Ünlü Fizikçi internet için “everywhere and nowhere” tabirini kullanıyordu. Aynı şeyi büyük veri için de söyleyebiliriz. Hem her yerde hem de o kadar aşinayız ki varlığı farkındalık düzeyimizin altında kaldığı için hiçbir yerde! Kısaca özetleyeceğimiz Büyük Veri İş Başında kitabında tıptan perakendeye, savunma sanayisinden eğlence sektörüne, sosyal medya devlerinden tarım sektörüne kadar büyük verinin nasıl kullanıldığı örneklerle anlatılıyor. Kitap bu yönüyle konu hakkında bilgi sahibi olmayıp fikir edinmek isteyenlere hitap ettiği gibi, bu şirketlerin büyük veriyi kullanırken yararlandıkları ileri teknoloji çözümlerini de hikayesine dahil etmesi nedeniyle teknoloji konusuna aşina olanlara da hitap ediyor.

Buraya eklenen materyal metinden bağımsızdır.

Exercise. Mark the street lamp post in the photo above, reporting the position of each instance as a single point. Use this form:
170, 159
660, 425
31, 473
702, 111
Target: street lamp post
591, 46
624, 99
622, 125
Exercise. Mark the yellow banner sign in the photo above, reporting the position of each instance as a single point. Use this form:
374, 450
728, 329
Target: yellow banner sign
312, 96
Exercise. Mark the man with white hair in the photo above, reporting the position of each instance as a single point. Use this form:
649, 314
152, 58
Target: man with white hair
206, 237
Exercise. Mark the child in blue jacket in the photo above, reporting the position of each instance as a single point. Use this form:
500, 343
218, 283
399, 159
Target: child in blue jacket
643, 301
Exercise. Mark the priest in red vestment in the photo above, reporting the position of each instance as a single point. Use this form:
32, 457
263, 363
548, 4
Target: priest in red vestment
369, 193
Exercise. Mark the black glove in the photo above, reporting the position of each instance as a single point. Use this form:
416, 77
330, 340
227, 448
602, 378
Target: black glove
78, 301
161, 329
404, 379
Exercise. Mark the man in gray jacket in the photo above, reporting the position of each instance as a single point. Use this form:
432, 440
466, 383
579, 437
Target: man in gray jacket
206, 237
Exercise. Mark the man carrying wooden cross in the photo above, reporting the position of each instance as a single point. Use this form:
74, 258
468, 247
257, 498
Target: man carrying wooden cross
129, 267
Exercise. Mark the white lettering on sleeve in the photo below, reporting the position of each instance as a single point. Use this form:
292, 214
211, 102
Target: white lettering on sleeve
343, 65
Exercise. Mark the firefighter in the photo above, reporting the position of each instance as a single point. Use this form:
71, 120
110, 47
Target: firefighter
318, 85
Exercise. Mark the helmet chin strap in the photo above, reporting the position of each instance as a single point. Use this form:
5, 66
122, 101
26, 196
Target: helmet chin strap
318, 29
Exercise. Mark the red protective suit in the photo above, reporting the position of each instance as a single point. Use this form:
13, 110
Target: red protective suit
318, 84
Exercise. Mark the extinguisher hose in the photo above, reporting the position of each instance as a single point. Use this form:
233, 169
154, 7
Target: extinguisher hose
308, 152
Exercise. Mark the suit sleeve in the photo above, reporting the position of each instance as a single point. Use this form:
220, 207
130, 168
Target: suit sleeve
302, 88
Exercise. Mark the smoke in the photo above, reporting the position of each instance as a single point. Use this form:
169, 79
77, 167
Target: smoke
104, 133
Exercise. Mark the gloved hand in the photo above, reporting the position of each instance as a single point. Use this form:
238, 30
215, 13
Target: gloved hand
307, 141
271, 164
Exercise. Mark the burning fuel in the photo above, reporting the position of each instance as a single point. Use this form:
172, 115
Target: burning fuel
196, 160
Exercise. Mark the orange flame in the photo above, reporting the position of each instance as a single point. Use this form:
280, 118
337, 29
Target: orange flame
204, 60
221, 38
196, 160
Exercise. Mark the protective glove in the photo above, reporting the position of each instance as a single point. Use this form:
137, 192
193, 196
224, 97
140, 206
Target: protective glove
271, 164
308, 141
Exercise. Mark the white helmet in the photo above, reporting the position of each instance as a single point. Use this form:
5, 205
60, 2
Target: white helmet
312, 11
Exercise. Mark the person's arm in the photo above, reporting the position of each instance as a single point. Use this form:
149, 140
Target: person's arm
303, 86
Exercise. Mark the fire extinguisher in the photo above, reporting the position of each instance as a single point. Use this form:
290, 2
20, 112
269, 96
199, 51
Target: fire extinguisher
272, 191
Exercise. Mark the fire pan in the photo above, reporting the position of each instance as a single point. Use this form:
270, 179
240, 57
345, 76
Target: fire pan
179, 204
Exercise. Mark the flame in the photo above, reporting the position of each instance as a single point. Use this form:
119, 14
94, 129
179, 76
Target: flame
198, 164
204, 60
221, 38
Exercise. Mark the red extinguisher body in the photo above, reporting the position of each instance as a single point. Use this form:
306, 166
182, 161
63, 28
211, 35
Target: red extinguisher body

Kitapta büyük veri çözümlerine yer verilen şirketlere kısaca göz atmak isterseniz; Walmart, Netflix, John Deere, LinkedIn, Palantir, BBC, Google, Amazon, CIA, Pentagon, Uber, Walt Disney, CERN de dahil olmak üzere 45 büyük veri çözümünün hangi problemi ortadan kaldırmak için kullanıldığını öğrenebilirsiniz. Birkaçına kısa değinmek gerekirse:
Walmart
Walmart mağazalarında büyük veri analizini bir adım öteye taşıyor ve anlık satış verilerinden gerçek zamanlı büyük veri analizi yaparak mağazaları izliyor. Bir Cadılar Bayramı’nda küçük kurabiyelerin satış rakamlarının takip edildiği ve analistlerin birkaç yerde bunların hiç satılmadığını fark ettikleri bir örneği hatırlıyorlar. Mağazalardaki satın alma ekibi uyarıldıktan sonra kurabiyelerin hiç raflara konulmadığı fark ediliyor. Basit ama etkili bir çözüm.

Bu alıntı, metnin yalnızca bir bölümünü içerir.